Obama, durante l’incontro con Renzi, ha sciorinato in italiano un famoso detto: “Patti chiari amicizia lunga”. Molto bene presidente. Però ci sembra che quello che ha suggerito, che pur perdendo il referendum, non cambi nulla per Renzi, sia il pretendere per l’Italia “la botte piena e la moglie ubriaca”. Conosce questo detto presidente?

Pensateci: se a dicembre vincesse il “sì”, Renzi diventerebbe praticamente il leader più forte in Europa, carico di una “vittoria” che rivendicherebbe anche come un attestato di fiducia al suo governo e soprattuto alla sua leadership. Tanto di cappello, e prepariamoci ad un ventennio di Renzismo. Ma se vincesse il “no”, ecco che Renzi non dovrebbe rischiare nulla, secondo Obama? E’ questa la sostanza della democrazia italiana vista da Washington? Se in Gran Bretagna le grandi sconfitte politiche hanno le giuste conseguenze, in Italia tutto deve rimanere com’è e solo le vittorie contano?

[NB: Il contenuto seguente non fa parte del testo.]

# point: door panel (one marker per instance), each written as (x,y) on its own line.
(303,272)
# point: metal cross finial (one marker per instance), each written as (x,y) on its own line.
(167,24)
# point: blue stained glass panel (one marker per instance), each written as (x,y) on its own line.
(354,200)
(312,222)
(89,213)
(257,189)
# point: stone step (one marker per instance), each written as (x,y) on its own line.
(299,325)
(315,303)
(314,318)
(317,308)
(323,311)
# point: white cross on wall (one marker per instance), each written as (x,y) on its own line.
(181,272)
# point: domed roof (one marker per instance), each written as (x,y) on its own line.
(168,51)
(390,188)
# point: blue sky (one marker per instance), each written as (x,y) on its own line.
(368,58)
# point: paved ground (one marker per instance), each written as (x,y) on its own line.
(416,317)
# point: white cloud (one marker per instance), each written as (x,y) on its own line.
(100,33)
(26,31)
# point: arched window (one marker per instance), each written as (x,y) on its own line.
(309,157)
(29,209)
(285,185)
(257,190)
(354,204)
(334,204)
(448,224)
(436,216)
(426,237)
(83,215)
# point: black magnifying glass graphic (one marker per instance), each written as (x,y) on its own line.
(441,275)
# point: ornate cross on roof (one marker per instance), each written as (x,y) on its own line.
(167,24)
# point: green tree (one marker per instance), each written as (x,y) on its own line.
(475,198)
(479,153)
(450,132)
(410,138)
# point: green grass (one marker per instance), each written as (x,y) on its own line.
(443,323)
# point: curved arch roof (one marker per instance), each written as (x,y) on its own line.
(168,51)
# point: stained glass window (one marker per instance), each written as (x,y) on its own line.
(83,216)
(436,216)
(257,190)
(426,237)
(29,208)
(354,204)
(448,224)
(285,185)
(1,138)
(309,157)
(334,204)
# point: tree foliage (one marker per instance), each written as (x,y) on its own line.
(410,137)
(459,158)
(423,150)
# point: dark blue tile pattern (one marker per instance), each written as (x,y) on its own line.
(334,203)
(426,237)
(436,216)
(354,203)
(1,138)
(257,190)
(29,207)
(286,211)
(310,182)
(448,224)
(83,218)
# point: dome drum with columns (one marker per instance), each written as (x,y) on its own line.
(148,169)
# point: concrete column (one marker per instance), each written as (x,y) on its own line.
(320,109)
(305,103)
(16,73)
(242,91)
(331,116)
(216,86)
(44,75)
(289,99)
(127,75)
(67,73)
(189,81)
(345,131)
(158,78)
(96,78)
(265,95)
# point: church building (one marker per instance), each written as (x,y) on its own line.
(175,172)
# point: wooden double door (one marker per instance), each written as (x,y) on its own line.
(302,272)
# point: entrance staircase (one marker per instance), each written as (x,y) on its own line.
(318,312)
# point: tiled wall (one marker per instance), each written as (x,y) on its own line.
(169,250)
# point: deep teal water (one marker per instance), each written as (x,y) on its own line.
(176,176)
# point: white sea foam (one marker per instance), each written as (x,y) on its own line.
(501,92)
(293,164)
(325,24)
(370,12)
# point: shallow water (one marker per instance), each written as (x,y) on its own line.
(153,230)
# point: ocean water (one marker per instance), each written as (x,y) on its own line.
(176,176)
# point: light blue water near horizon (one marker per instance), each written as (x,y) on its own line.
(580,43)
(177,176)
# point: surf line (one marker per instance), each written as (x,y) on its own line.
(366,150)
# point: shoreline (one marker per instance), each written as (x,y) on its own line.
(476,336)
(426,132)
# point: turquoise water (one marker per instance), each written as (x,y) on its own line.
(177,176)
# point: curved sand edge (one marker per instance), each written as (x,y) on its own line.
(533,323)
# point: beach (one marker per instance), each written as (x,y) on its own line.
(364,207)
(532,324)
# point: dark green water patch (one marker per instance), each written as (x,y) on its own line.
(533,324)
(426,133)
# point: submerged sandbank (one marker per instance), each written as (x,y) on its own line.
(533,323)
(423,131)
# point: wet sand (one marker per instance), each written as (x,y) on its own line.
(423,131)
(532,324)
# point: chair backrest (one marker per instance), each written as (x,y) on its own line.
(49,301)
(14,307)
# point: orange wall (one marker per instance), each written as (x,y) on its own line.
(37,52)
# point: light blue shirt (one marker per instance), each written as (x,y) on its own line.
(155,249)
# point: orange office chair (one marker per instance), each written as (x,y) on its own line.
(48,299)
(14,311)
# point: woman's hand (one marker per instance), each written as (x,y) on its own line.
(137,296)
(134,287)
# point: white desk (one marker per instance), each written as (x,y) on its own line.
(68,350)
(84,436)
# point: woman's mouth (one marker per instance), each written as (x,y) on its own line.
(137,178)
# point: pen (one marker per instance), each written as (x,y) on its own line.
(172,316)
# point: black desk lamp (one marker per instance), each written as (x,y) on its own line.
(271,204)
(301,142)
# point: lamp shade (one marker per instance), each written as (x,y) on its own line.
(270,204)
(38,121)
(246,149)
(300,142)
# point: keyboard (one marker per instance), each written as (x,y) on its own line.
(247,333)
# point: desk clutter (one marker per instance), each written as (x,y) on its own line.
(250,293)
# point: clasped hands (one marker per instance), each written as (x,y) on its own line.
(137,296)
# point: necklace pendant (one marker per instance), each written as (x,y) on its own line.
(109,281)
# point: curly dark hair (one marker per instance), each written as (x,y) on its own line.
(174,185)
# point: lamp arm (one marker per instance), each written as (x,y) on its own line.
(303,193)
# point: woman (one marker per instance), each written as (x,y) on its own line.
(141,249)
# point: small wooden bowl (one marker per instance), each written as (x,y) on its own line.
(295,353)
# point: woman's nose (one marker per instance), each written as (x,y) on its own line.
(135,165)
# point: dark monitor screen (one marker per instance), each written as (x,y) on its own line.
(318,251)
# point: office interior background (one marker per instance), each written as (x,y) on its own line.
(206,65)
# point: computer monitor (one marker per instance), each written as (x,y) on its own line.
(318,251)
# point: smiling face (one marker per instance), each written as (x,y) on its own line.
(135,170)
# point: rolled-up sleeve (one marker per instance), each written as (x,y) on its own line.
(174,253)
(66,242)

Su questo punto lo spettacolo che la Casa Bianca ha dato ieri non ci è piaciuto, abbiamo sentito una mancanza di rispetto nei confronti della democrazia e del popolo italiano. Avremmo voluto che Renzi, per dimostrare il coraggio della leadership che dice nei discorsi di possedere, avesse risposto ad un troppo generoso Obama con una frase del genere: caro Presidente, la ringrazio per la sua fiducia, ma se la maggioranza degli italiani decidesse di farmi perdere quello che considero la prima e vera prova elettorale nazionale sulla mia leadership, allora mi dimetterò dal Governo per rispetto della democrazia italiana e per non rientraci senza aver vinto le elezioni…

Un sogno in una notte di mezzo ottobre alla Casa Bianca? Già, solo un sogno, ma anche un’ occasione persa per il giovane Matteo Renzi, di poter apparire come un vero leader e non come il “lap dog” (dobbiamo tradurre?) degli americani.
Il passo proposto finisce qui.